Le projet permet finalement d'illustrer de nouvelles manières de produire de l'inégalité par la verticalisation résidentielle. Il apporte une nouvelle dimension dans la répartition spatiale des populations (le vertical par rapport à l'horizontal) et réinterroge les processus de ségrégation, fragmentation voire sécession au sein de la ville.

L'une des approches essentielles du projet analyse les différences entre pays du «Nord« et pays du «Sud«, où les processus de verticalisation résidentielle sont plus anciens et d'échelle bien plus large. Les cas d’études des « Suds » (São Paulo, Hanoi, Oran) nous ont permis de proposer le regard désoccidentalisé que nous souhaitions adopter (Robinson, 2006). Ce regard peut être approfondi grâce aux collaborations commencées lors du projet avec l'Argentine et l'Algérie, en miroir de celles engagées avec l'Australie.
Une autre façon de valoriser ces recherches est de continuer à les discuter avec les praticiens (qu'il s'agisse des agences d'urbanisme -celle de Lyon a activement participé au projet-, des architectes ou des promoteurs) au travers par exemple d'ateliers dans le cadre de grands projets urbains ou dans le montage et le fonctionnement de chaires partenariales.

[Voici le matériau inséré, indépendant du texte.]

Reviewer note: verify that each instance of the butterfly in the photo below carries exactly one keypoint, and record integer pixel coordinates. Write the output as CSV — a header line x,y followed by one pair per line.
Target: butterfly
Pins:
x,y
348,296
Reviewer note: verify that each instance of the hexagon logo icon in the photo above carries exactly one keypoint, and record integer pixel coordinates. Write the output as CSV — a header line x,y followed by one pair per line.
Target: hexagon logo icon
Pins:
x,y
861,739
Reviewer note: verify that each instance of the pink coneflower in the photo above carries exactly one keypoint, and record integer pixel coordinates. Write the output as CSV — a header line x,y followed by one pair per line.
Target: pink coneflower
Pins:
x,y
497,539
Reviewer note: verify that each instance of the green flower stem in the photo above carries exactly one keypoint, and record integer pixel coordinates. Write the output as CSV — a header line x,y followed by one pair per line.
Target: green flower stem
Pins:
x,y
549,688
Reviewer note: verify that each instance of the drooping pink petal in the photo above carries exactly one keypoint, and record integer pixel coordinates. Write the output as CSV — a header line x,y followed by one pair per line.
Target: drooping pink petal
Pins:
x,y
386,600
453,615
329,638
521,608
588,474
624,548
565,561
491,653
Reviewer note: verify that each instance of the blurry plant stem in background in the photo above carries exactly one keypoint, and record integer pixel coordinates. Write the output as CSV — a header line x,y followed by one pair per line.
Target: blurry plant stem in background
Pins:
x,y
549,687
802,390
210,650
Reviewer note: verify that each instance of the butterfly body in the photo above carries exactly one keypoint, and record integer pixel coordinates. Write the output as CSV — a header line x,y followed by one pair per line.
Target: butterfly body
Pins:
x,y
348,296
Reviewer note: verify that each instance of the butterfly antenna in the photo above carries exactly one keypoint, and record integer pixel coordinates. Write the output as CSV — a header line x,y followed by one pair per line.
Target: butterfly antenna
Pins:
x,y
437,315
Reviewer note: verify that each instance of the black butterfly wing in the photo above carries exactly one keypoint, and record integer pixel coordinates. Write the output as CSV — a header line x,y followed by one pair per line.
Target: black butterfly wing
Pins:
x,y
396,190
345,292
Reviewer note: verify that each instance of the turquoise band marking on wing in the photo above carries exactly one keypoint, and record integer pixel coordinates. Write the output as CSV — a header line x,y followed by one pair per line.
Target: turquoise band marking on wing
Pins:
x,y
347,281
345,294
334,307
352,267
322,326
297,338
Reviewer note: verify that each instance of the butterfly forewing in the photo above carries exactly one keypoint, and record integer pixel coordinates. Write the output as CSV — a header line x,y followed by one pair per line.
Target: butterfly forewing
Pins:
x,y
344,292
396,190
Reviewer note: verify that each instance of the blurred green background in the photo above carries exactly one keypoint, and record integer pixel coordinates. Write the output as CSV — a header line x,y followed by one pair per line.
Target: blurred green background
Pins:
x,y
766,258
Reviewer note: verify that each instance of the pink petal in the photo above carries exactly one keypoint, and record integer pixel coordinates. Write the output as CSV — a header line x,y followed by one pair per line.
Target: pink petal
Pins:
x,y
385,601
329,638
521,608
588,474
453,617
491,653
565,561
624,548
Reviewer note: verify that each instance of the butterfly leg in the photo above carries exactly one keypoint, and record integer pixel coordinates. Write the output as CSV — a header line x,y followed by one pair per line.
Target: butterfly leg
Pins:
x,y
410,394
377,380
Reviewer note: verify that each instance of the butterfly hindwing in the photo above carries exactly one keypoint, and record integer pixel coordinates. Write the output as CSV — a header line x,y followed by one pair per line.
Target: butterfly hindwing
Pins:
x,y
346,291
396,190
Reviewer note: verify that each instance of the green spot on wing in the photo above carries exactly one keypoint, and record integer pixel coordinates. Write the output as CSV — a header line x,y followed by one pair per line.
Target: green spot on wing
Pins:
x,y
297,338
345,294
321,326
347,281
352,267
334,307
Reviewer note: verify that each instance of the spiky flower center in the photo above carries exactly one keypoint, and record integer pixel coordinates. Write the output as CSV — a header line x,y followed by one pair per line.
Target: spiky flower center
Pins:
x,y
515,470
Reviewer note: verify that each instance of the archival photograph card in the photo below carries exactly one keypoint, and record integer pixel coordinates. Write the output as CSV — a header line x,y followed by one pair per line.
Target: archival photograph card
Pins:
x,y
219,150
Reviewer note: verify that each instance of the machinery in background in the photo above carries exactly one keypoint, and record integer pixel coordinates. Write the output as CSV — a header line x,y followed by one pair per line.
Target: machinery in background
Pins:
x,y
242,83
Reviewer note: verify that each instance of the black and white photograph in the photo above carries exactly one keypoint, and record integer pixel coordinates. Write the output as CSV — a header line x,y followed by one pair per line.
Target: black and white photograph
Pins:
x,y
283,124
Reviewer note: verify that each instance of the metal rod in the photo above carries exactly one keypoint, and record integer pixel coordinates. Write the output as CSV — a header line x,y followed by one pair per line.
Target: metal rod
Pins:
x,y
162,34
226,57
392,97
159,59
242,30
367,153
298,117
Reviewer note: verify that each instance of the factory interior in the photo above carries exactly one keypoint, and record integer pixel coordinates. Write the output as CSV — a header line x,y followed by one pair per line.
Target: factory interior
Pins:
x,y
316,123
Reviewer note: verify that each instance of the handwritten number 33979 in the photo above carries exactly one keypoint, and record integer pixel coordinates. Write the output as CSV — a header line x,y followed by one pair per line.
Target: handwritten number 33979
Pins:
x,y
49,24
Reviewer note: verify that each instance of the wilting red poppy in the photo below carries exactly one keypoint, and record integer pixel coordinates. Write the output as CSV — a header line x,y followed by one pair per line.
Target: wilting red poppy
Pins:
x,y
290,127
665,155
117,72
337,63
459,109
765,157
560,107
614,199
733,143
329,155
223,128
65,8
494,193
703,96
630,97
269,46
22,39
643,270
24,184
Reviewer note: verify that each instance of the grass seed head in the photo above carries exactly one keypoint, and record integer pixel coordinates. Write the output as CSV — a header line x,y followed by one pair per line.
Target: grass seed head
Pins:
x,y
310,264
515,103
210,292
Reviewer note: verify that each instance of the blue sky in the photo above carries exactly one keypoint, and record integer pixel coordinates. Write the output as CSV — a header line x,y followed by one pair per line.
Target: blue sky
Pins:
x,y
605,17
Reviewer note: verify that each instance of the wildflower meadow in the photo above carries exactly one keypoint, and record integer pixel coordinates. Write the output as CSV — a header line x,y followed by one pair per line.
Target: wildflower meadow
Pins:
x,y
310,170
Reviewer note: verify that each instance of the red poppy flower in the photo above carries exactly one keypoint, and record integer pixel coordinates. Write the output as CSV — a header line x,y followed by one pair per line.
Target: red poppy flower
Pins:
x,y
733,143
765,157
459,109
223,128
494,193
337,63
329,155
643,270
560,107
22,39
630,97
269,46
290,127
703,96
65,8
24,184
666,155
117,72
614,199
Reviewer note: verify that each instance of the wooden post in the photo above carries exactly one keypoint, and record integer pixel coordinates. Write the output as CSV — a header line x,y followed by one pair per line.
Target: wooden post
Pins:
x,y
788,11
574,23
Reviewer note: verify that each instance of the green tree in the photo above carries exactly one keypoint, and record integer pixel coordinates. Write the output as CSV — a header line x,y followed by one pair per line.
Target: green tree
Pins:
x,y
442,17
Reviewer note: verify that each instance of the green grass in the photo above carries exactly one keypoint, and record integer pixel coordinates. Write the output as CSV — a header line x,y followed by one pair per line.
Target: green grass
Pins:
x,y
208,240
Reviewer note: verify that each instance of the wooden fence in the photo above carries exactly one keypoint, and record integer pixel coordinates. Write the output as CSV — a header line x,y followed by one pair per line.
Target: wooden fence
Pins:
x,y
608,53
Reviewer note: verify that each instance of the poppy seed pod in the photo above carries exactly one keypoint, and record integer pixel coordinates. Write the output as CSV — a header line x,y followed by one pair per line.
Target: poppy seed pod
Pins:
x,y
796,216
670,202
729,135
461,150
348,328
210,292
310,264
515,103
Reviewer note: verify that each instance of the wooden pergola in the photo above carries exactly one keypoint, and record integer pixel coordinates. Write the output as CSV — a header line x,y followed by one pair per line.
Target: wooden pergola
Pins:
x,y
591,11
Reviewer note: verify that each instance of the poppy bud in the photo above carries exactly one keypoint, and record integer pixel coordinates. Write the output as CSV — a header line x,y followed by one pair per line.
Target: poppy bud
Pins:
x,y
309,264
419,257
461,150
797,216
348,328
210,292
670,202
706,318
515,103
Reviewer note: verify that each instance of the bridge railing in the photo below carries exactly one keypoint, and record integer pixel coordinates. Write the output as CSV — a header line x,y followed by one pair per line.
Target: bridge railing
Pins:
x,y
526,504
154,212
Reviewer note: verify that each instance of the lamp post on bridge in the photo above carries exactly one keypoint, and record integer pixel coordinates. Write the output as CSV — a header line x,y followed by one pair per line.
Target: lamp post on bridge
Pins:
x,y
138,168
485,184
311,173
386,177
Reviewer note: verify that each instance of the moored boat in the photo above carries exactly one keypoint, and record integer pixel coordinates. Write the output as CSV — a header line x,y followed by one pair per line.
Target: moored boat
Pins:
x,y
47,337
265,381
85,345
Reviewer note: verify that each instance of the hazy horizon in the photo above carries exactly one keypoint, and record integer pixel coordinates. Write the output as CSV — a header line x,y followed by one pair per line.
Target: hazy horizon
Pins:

Les productions du projet sont de trois ordres. Tout d’abord, celles qui ont été portées et contrôlées par les porteurs du projet. Il s’agit avant tout du site internet du projet, réalisé en 2020-2021 (highriseproject.net) dont nous avons conçu à la fois l’architecture et le contenu. Les membres du projet ont souhaité privilégier ce mode de restitution de leurs travaux, qui permet de multiplier les types de narration, d’utiliser des images, y compris animées et de rendre compte de la pluralité des approches reflet de la pluridisciplinarité de l’équipe de recherche tout en conservant la rigueur scientifique indispensable. Un site permet aussi une diffusion plus large que les revues scientifiques et l’interactivité de la navigation offre des parcours de lecture à différents niveaux, des renvois à des textes parallèles et à des définitions. L’anglais et la langue du site, pour des raisons de diffusion mais aussi parce que ce fut la langue des membres du projet.
Il s’agit ensuite des captations audio de la conférence de clôture du projet, qui eut lieu en visioconférence en avril 2021 (accès par le site ou directement par youtube). L’utilisation de youtube permet elle aussi une diffusion plus large.
Nous n’en avons pas pour autant refusé les modes plus classiques comme la participation à des colloques et journées d’étude ou la publication dans des revues à comité de lecture (cf. listes infra). Pour maintenir l’unité du projet, nous avons toutefois préféré que l’essentiel de la production scientifique prenne la forme d’un ouvrage rassemblant les contributions des membres du projet. Cet ouvrage est actuellement en préparation : il comporte déjà les auteurs, titres et résumés des chapitres et nous recherchons un éditeur.
Le troisième ordre de production est celui des travaux d’étudiants directement ou indirectement liés au projet
Les travaux réalisés que nous avons tirés de ce projet sont utiles pour les politiques publiques et l'urbanisme règlementaire par la meilleure connaissance des processus de verticalisation résidentielle et de leur impact sur l'évolution de la population, son rapport à la ville, et souvent aussi sur la ségrégation ou la fragmentation urbaine.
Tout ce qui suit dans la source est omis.